Table 4. Thermodynamic equations of suspension reduction of hematite after addition of NaOH.

Number	Equation
(9)	3Fe2O3(s) + CO(g) = 2Fe3O4(s) + CO2(g)
(10)	Fe3O4(s) + CO(g) = 3FeO(s) + CO2(g)
(11)	Fe3O4(s) + 4CO(g) = 3Fe(s) + 4CO2(g)
(12)	FeO(s) + CO(g) = Fe(s) + CO2(g)
(13)	2NaOH(s) + Fe2O3(s) = Na2O·Fe2O3(s) + H2O(g)
(14)	3Na2O·Fe2O3(s) + CO(g) = 2Fe3O4(s) + 3Na2O(s) + CO2(g)

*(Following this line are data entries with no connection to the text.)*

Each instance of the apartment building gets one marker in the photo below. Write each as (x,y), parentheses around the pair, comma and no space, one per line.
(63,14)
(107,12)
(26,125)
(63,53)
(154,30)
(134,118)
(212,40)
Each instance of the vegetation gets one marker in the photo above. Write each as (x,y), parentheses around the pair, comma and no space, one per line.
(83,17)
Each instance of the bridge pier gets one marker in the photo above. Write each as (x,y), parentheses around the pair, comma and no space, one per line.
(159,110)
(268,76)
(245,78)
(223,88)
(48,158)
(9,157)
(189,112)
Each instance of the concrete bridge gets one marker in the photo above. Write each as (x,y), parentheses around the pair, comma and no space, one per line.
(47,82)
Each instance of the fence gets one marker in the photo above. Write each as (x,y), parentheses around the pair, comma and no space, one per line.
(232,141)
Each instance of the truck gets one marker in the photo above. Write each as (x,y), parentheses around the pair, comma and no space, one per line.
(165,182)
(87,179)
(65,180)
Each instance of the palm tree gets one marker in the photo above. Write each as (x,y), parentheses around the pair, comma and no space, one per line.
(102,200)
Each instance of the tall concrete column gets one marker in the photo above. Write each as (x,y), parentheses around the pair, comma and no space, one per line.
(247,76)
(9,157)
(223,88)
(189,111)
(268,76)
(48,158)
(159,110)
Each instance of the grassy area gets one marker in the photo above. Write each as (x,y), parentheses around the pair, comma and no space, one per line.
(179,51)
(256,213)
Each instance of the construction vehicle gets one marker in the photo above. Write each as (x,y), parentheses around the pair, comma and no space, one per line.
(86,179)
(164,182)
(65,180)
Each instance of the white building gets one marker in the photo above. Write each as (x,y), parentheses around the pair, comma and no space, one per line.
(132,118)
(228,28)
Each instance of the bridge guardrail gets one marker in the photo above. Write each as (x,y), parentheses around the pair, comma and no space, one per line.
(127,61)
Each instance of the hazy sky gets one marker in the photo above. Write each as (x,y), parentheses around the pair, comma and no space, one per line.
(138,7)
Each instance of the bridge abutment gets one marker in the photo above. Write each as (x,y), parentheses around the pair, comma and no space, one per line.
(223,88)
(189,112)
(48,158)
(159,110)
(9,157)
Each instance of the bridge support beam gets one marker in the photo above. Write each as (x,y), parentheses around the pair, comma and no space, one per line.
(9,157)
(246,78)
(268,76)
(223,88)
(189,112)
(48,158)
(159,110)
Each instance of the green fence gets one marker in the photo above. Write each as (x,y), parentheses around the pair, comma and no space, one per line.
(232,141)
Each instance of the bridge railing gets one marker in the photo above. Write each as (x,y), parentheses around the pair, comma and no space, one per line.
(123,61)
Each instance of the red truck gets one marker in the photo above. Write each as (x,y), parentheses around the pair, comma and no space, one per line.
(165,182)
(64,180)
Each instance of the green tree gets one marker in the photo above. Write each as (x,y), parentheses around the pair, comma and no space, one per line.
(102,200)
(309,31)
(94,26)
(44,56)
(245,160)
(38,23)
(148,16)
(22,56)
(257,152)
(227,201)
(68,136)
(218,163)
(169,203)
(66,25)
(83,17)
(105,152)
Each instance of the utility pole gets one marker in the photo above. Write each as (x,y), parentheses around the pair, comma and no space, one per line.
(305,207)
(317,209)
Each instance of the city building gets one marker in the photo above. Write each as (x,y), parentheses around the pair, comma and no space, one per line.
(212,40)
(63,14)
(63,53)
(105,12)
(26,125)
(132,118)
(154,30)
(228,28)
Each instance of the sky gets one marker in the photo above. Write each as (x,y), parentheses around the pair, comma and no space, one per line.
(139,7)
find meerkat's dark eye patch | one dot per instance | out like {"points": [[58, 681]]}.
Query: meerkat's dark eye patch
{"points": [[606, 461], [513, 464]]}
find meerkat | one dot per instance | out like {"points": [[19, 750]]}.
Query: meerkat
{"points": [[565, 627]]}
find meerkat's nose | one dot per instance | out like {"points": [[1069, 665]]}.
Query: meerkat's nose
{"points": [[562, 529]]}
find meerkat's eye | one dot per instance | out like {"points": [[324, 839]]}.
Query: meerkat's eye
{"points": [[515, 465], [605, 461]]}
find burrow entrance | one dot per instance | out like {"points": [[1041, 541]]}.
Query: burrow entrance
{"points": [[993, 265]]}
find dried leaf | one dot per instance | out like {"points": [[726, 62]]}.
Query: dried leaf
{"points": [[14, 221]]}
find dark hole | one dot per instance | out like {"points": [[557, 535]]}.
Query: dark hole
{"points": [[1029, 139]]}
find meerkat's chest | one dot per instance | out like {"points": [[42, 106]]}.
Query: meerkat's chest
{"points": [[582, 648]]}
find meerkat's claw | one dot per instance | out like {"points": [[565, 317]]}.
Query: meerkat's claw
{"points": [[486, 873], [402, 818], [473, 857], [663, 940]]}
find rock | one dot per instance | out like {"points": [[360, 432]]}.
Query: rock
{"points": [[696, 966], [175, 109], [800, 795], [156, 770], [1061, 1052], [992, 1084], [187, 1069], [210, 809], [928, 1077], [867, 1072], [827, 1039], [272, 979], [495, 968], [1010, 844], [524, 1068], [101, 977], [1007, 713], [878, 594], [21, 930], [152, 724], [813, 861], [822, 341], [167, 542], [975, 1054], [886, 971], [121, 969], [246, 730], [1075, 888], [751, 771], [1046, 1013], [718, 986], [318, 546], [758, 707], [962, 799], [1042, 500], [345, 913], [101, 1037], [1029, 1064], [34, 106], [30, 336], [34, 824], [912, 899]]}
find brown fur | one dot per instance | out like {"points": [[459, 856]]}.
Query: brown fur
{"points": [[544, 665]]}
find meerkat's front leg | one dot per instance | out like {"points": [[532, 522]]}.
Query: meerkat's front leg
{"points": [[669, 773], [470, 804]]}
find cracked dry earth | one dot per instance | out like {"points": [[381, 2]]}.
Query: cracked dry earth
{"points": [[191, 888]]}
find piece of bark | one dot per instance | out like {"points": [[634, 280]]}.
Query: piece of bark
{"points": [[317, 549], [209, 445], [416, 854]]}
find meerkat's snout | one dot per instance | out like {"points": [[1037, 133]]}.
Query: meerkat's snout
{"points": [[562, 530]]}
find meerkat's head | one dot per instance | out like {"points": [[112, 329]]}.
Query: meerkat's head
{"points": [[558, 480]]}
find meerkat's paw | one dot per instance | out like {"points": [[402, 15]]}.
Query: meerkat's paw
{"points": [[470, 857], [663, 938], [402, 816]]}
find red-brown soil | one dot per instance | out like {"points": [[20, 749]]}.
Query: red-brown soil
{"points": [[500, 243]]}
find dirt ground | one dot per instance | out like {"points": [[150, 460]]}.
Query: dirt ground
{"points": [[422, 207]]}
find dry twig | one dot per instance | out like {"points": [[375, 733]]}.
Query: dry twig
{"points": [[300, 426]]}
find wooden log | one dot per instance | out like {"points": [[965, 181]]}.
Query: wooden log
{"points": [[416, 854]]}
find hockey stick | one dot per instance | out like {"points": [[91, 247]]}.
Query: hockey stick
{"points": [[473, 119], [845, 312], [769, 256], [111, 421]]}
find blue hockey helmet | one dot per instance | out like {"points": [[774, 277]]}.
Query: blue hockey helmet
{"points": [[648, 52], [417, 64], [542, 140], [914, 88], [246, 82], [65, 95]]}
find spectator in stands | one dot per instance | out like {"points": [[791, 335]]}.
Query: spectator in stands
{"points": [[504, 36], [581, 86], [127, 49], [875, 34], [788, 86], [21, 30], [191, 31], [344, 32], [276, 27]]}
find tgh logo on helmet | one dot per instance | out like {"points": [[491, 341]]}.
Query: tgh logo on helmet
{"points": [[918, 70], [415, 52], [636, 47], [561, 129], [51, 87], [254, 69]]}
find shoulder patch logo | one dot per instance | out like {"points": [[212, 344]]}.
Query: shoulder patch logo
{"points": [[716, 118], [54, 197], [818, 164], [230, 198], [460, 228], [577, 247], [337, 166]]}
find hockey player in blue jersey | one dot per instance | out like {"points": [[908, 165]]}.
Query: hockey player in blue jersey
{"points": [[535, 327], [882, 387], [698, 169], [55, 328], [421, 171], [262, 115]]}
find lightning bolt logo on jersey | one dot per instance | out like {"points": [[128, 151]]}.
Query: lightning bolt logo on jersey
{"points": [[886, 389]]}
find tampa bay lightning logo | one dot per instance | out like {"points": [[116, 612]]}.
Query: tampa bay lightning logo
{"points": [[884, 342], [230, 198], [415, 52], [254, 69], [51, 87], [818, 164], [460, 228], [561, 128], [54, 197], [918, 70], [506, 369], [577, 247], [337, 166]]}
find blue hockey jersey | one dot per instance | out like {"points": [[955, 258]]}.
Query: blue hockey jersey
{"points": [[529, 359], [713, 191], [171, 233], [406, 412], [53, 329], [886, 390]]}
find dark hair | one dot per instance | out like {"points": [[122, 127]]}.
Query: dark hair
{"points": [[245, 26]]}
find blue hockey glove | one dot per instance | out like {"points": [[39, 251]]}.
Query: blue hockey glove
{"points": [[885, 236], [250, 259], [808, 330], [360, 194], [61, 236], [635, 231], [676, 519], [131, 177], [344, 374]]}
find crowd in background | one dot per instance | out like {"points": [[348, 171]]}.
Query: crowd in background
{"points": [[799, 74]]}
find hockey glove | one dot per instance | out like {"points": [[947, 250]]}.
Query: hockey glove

, Figure 8 and Figure 9. The thermodynamic date was calculated via the FactSage software. Figure 8 shows the relationship between the Gibbs free energy and temperature of the possible reaction equations in the process of suspension reduction. As shown in Figure 8, the ∆G of Equation (13) was less than zero, which indicates that sodium ferrite could be produced spontaneously in the experimental conditions. However, it was hard for the produced sodium ferrite to be reduced by CO because the ∆G of Equation (14) was much more than zero. Meanwhile, from Figure 9, it could be seen that the element of Na was evenly distributed in the hematite surface and it also coexisted with Fe closely, which further proved that sodium ferrite occurred during the suspension reduction process after the addition of NaOH. Moreover, Figure 9 also shows that the dense film of sodium ferrite was presented in the surface of hematite, which would inhibit the diffusion of CO and further hinder the reduction of hematite in the interior.

4. Conclusions

In this study, the influence of NaOH content on the reduction kinetics of hematite was investigated systematically through the suspension magnetization roasting technique at the optimum reduction temperature (560 °C). The present research demonstrates that the conversion of hematite to magnetite was strongly inhibited by the addition of NaOH, and the magnetization and specific magnetic susceptibility of the reduction products was significantly decreased with the increase in NaOH content. Even the control step of the reduction of hematite was not affected by the addition of NaOH; its reduction rate was dramatically decreased by the addition of NaOH. Meanwhile, the apparent activation energy and the pre-exponential factor of the hematite reduction increased significantly from 26.745 kJ/mol to 83.482 kJ/mol and 3.658 min⁻¹ to 6987.443 min⁻¹, respectively, after the addition of NaOH from 0% to 2%. Thermodynamic analysis indicated that sodium ferrite could be produced spontaneously under the experimental conditions, and it is hard for it to be further reduced by CO. The SEM-EDS results confirm that the produced sodium ferrite formed a dense film, which covered the surface of hematite particle, and it not only decreased the conversion degree of hematite, but also inhibited the diffusion of CO and thereby hindered the reduction of hematite in the interior.